O campeão se surpreendeu por um segundo, ouvira que ele fazia isso, mas não achou que usaria contra ele. "Eu odeio canhotos." Pensou, sorriu de lado. Foi em direção do adversário, sem guarda alguma "Me mostre porque te chamam de Príncipe, me mostre que pode roubar minha coroa", lançou um golpe rápido de esquerda, um soco espelhado chegou ao seu rosto antes, ele forçou seu peso para não sair do lugar. Sorriu. Antes de fazer o movimento seguinte, um direto de esquerda acertou seu rosto, deu dois passos para trás e bufou. Levantou as mãos na altura do rosto, mudou sua postura, gingou até chegar ao Príncipe, os dois lançaram um direto. Ele acertou em cheio, e conseguiu abafar o adversário fazendo com a cabeça o mesmo movimento que o soco. O sino interrompeu a batalha que se inciaria.
Ele caminhou como se em cada passo carregasse toda sua vida, olhou para o treinador e apenas balançou a cabeça. O velho concordou "ele é bom". "Ou louco" completou o boxeador. O resto do minuto ficou calado, observando seu adversário que tentava estancar o corte que o soco causara em seu supercílio.

O sexto turno levou mais meio minuto para se iniciar, pois o juiz fora analisar se o jovem boxeador poderia continuar. Eles caminharam lentamente para o centro do ringue mas permaneceram sem se agredir, o desafiante olhou de soslaio para trás, e o campeão se irou, rangendo os dentes, partiu para o adversário, seus socos caíam como mísseis de bombardeiros, voavam e assoviavam rumo a cabeça do Príncipe. O príncipe valsava, desviava dos socos óbvios, pulava para trás, dava a volta no ringue, não poderia correr o risco de abrir o ferimento. O campeão então parou por um momento a fim de se recompor. Quando deu um passo mais sóbrio o sino bateu. Percebeu que perdera uma grande oportunidade, e preocupava-se mais em estar caindo numa confusa tática do oponente.
Quando se sentou, o jovem, que parecia um rapaz franzino e magricela perto do robusto adversário, estava esgotado, não aguentava mais, tinha de acabar logo com tudo.

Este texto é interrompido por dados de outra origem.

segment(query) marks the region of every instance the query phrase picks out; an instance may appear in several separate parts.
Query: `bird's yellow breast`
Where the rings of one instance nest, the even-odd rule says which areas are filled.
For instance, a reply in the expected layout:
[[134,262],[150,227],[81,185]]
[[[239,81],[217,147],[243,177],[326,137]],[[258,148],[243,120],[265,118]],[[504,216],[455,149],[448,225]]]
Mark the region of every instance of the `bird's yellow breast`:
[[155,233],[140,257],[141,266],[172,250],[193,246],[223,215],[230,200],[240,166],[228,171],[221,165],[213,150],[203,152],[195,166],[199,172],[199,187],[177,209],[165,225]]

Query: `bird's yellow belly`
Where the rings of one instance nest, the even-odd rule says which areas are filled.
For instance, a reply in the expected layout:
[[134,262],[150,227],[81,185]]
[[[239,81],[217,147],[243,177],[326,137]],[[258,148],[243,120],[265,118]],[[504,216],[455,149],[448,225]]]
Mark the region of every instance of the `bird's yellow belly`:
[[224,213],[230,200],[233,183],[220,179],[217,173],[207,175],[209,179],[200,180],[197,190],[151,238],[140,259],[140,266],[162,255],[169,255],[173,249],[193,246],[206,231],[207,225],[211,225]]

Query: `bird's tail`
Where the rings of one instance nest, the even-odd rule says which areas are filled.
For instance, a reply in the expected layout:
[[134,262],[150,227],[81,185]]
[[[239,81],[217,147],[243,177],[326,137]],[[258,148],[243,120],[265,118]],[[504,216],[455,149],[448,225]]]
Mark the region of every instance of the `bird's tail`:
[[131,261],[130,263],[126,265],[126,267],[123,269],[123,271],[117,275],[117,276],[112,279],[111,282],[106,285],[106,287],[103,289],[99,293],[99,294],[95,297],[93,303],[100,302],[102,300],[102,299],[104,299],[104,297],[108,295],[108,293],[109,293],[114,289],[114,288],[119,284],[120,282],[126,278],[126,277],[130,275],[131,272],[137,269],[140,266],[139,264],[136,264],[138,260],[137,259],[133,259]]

Nem mesmo o sino soou e os lutadores já se digladiavam no centro do ringue, os socos voavam e passavam  a polegadas dos seus alvos, o maior lançava socos que poderiam derrubar árvores, o menor lançava três vezes mais socos, mas os que atingia não eram suficientes. O ébano campeão acertou uma esquerda no corpo de ebúrneo adversário, ele se contorceu, mas voltou ao lugar, enquanto o campeão forçava seu punho, ele resistiu à dor e aproveitou para acertar o Escorpião, um, dois, três cruzados em sua face, como se batesse um sino de igreja. O Rei ficou zonzo, cambaleou para trás, o Príncipe desferiu mais um golpe, direto no meio do rosto. Ele sentiu a vibração do soco em toda sua espinha, sabia que tinha causado estrago, tirou a luva lentamente, o adversário pareceu planar por alguns segundos, fora de órbita, fora de si. Caiu, seco, duro. Sua queda reverberou, a platéia segurou a respiração. O desafiante olhou novamente para onde sempre olhara, depois deu as costas, como um paladino que levanta um olifante, ergueu seu punho para a torcida. Todos gritavam, afinal de contas, o amavam. O ruído era ensurdecedor, mas todos ficaram mudos quando com quatro segundos o campeão levantou-se, ainda abatido, mas de pé. O juiz fez sinal para prosseguirem, mas novamente o sino bateu.
"Acho que é ele, acho que finalmente posso passar o bastão" disse o campeão com uma ponta de ânimo em sua voz, o treinador não respondeu, apenas interrompeu o sangramento do nariz de seu lutador.
Mas antes de levantar, ele percebeu que o rapaz continuava olhando para algum lugar, ele se virou e procurou algo de diferente, mas para ele a platéia sempre foi apenas uma paisagem, ergueu-se e quis decidir as coisas.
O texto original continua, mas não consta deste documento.